En face, une pléiade de formations et de chefaillons font pâle figure. Kadima, pathétique collection « centriste » d’individus et de convictions qui s’annulent, s’est effondré sous la férule d’un Shaul Mofaz qui ne convainc plus que lui-même; le Parti travailliste sous Shelly Yachimovitch a le vent en poupe, mais évite soigneusement de parler d’autre chose que d’économie et de société; Yesh Atid de Yaïr Lapid, le playboy au discours creux, sonne déjà ironiquement aux oreilles des Israéliens (Yesh Atid signifie « Il y a un avenir »); les partis arabes, incapables de s’unir et considérés comme politiquement illégitimes par tous les autres, droite et gauche confondues, hantent comme toujours les limbes politiques; et Meretz, le seul parti sioniste qui présente un programme cohérent de changement, végète avec une projection de cinq sièges.
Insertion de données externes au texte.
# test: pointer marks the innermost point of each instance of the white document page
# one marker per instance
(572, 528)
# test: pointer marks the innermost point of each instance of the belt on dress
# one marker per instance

Lui mis à part, tous les autres n’ont d’ailleurs pas honte de se bousculer déjà au portillon de la future coalition dirigée par Netanyahou, faisant ainsi une farce de l’alternance démocratique. Le Premier ministre n’aura qu’à faire son marché, tout le monde ira à la soupe.

Qui est coupable de cette situation ? Le système électoral, cette proportionnelle intégrale idiote qui porte l’instabilité et les coalitions improbables comme la nuée l’orage ? La gauche, incapable de s’unir autour d’un parti et d’un programme cohérent ? Le Parti travailliste, qui aurait dû être ce parti, mais dont les compromissions ont fait l’ombre de lui-même ? Ehoud Barak, qui a été le plus diligent fossoyeur de ce vieux et vénérable parti avant de le déserter avec cinq acolytes pour continuer de servir Netanyahou ? Ehoud Olmert et Tsipi Livni, les deux successeurs de Sharon à la tête de Kadima, celui-là emporté par de minables affaires de corruption et celle-ci par sa propre insuffisance ? Tout cela ensemble, sans doute.

Reste un pays à la dérive, dirigé par un homme velléitaire, à la boussole éthique incertaine, dont les caprices mettent en péril sa santé morale, ses institutions et jusqu’à sa survie. Tristes temps pour la démocratie israélienne.